# Key Design Features

- Synthesizable, Technology independent VHDL IP Core
- Implemented as a systolic array for speed and scalability
- 50% less multipliers than a direct-form FIR implementation
- Support for filters with inverted symmetry such as High-pass, Differentiators and Hilbert Transformers
- Configurable coefficients, data width and number of taps
- Symmetric arithmetic rounding limits DC-bias problems
- Output saturation or wrap modes
- Supports 500 MHz+ sample rates<sup>1</sup>

## **Applications**

- High-speed filter applications where resources are limited
- General purpose FIR filters with symmetrical coefficients
- Filters that exhibit inverse symmetry in their coefficients such as High-pass, Differentiators and Hilbert transformers

# **Generic Parameters**

| Generic name            | Description                                      | Туре             | Valid range                                  |
|-------------------------|--------------------------------------------------|------------------|----------------------------------------------|
| num_taps                | Number of filter taps                            | integer          | > 2                                          |
| dw                      | Width of input/output data samples               | integer          | ≥ 2                                          |
| cw                      | Width of coefficients                            | integer          | ≥ 2                                          |
| fw                      | Number of coefficient fraction bits              | integer          | ≥ 0<br>(fw < cw)                             |
| coeff<br>[num_taps-1:0] | Filter coefficients                              | integer<br>array | -2 <sup>32</sup> <coeff <2<sup="">32</coeff> |
| USE_ROUNDING            | Use symmetric arithmetic rounding (not truncate) | Boolean          | TRUE/FALSE                                   |
| USE_SATURATE            | Saturate outputs (not wrap)                      | Boolean          | TRUE/FALSE                                   |
| USE_INV_SYMMETRY        | Coefficients have inverted symmetry              | Boolean          | TRUE/FALSE                                   |
| USE_OPTZERO             | Optimize for zero-<br>valued coefficients        | Boolean          | TRUE/FALSE                                   |
| USE_EVEN                | Specifies an Even or Odd number of coefficients  | Boolean          | TRUE/FALSE                                   |

# **Block Diagram**



Figure 1: Symmetrical FIR filter architecture (Simplified)

# **Pin-out Description**

| Pin name       | <i>l</i> /O | Description                           | Active state |
|----------------|-------------|---------------------------------------|--------------|
| clk            | in          | Sampling clock                        | rising edge  |
| en             | in          | Clock enable                          | high         |
| x_in [dw-1:0]  | in          | Filter input samples (signed number)  | data         |
| y_out [dw-1:0] | out         | Filter output samples (signed number) | data         |

# General Description

FIR\_NTAP\_SYM is an FIR filter IP Core with symmetrical coefficients and an even or odd number of filter taps.
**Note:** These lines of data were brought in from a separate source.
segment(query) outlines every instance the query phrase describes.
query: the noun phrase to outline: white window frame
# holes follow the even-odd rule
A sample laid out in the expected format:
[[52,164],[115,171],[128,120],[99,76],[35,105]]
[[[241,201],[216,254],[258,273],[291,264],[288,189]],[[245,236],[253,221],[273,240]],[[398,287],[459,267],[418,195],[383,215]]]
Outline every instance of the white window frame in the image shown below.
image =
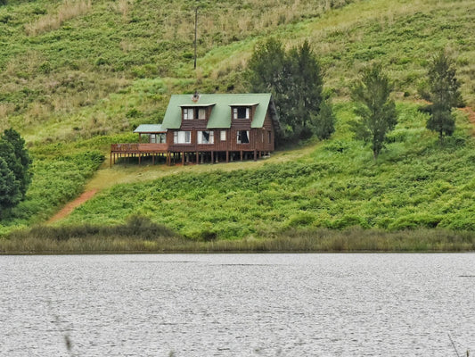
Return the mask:
[[206,108],[198,108],[198,119],[200,120],[206,119]]
[[[238,112],[239,112],[239,109],[243,109],[243,108],[246,108],[246,117],[245,118],[238,118]],[[233,108],[233,119],[250,119],[250,108],[249,107],[243,107],[243,106],[235,106]]]
[[194,108],[183,108],[183,119],[192,120],[194,119]]
[[[208,140],[205,139],[203,133],[208,133]],[[212,145],[215,144],[215,132],[214,130],[203,130],[198,131],[198,144],[200,145]]]
[[173,144],[192,144],[192,132],[184,130],[174,131]]
[[[241,137],[241,133],[245,131],[246,132],[246,135],[248,137],[248,142],[247,143],[242,143],[242,138]],[[242,144],[242,145],[248,145],[248,144],[250,144],[250,138],[249,137],[249,133],[250,131],[249,130],[238,130],[237,131],[237,136],[236,136],[236,142],[237,144]]]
The architecture exploits the symmetry of the coefficients using half the number of multipliers compared to a normal FIR implementation. The result is a filter with a reduced area footprint while still maintaining the capacity for high sample-rates.

Organized as a systolic array (Figure 1) the filter is modular and fully scalable. Mathematically, the filter implements the difference equation:

$$y[n] = h_0 x[n] + h_1 x[n-1] + ... + h_N x[n-N]$$

In the above equation, the input signal is x[n], the output signal is y[n] and h0 to hN represent the filter coefficients. The number N is the filter order, the number of filter taps being equal to N+1. As the filter is symmetrical, the coefficient h0 is equal to hN, h1 is equal to hN-1, h2 is equal to hN-2 etc.

<sup>1</sup> Xilinx Virtex6 FPGA used as a benchmark



#### Filter parameters

Filter coefficients<sup>2</sup> are defined as signed fixed-point numbers in [ $cw \ fw$ ] format where cw is the total number of coefficient bits and fw is the number of bits in the fractional part. In all cases, cw must be at least 2 bits and fw must be less than cw to accommodate the sign bit. For instance, a coefficient in [10 8] format would be arranged as follows:



The number of bits in the input and output samples is controlled by the parameter dw. Inputs and outputs are signed values (their format is purely relative).

Output samples may be truncated to *dw* bits or rounded depending on the implementation option *USE\_ROUNDING*. If the rounding option is selected, then symmetric arithmetic rounding is used. This means that the fraction 0.1000... is added to positive numbers and 0.0111... is added to negative numbers. Note that filters implemented with the rounding option will help to reduce the small amplitude offset introduced at DC (0 Hz baseband frequency) attributable to rounding error.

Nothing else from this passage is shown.